Palmer besloot nadien gelukkig om al haar muzikanten te betalen, en krabbelde na dit incident meer dan gewoon maar recht, omdat ze door heel deze controverse werd uitgenodigd om
een TED-talk te verzorgen waarin ze onder meer inging op haar radicale – maar inspirerende – ideeën over crowd funding en de muziekindustrie.

Niettemin kwam ze onlangs nog maar eens in opspraak nadat ze op haar blog een gedicht met de – volgens sommige offensieve want te empathische titel –
A Poem For Dzhokhar plaatste. Als geboren en getogen Bostonian, wou ze als artieste haar emoties delen over de recente bomaanslag in Boston, maar vele van haar critici (maar ook fans) vonden dat ze met dit gedicht de grenzen van de goede smaak ver overschreed.

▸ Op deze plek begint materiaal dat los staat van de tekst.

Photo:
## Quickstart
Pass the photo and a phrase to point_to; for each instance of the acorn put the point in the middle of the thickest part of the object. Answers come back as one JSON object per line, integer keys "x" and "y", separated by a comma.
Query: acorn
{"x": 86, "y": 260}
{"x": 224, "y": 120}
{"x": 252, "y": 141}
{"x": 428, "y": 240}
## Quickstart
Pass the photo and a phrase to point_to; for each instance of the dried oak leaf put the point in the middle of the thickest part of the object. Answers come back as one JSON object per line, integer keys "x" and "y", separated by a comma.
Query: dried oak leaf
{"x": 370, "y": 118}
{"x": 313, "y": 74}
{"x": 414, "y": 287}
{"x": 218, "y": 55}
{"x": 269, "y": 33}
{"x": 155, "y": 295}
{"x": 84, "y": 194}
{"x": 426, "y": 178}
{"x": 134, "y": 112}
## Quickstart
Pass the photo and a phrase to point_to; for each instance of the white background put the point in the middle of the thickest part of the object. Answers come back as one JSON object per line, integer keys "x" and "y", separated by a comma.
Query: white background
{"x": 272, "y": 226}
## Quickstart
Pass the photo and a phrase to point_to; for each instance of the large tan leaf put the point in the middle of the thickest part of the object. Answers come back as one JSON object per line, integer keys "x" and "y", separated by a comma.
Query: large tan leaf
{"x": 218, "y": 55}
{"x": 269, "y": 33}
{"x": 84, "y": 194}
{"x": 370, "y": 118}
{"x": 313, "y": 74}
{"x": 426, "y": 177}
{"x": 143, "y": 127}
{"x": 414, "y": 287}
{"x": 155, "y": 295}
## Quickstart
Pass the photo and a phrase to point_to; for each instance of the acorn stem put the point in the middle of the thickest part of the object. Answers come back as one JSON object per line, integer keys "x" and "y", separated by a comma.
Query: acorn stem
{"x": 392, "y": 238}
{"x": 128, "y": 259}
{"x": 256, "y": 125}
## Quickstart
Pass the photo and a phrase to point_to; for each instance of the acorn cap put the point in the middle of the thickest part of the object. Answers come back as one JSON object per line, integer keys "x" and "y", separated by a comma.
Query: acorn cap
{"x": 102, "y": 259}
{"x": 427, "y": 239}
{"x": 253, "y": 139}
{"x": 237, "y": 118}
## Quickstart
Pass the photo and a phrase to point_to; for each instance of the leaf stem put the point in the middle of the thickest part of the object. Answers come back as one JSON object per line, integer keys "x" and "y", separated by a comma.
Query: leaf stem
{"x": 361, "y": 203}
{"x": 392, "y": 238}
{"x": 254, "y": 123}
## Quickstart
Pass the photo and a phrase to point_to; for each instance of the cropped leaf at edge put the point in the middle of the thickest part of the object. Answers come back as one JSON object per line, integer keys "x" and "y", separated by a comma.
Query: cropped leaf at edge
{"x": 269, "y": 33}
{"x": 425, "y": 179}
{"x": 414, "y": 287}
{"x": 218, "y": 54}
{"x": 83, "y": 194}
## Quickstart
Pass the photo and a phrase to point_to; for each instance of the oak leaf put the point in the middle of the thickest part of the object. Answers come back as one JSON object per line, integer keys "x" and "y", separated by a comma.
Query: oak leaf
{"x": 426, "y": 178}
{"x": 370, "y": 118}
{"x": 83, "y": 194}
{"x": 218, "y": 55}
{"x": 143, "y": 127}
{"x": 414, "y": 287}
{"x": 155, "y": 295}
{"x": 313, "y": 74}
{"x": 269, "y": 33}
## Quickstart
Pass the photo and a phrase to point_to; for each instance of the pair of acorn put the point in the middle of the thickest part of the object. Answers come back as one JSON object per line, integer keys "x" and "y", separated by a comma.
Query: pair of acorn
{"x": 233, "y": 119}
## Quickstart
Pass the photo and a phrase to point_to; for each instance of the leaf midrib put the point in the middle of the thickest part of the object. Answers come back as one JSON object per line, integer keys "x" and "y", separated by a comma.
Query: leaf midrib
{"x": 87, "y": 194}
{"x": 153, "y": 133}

Dit maar om te tonen dat Palmer – zelfs meer dan Madonna – de titel van koningin van de provocatie verdient. En dit is zeker zo als het op Palmers verhouding met het feminisme aankomt: hoewel ze zelf steeds het gevecht aangaat met de absurde schoonheidsidealen die gelden binnen onze maatschappij en de muziekindustrie in het bijzonder, blijkt uit interviews dat ze toch niet zo tuk is op het politieke feminisme. Daarnaast stuitte één van haar meest recente muzikale projecten met indiemuzikant Jason Webley, Evelyn Evelyn genaamd, heel wat feministen (en de groepering
Feminists With Disabilities
in het bijzonder) tegen de borst: Palmer en Webley traden tijdens hun muzikale acts namelijk op als een Siamese tweeling, die zogezegd uit een freakshow gered waren door Palmer en Webley. Deze paternalistische gimmick ging voor velen net iets te ver.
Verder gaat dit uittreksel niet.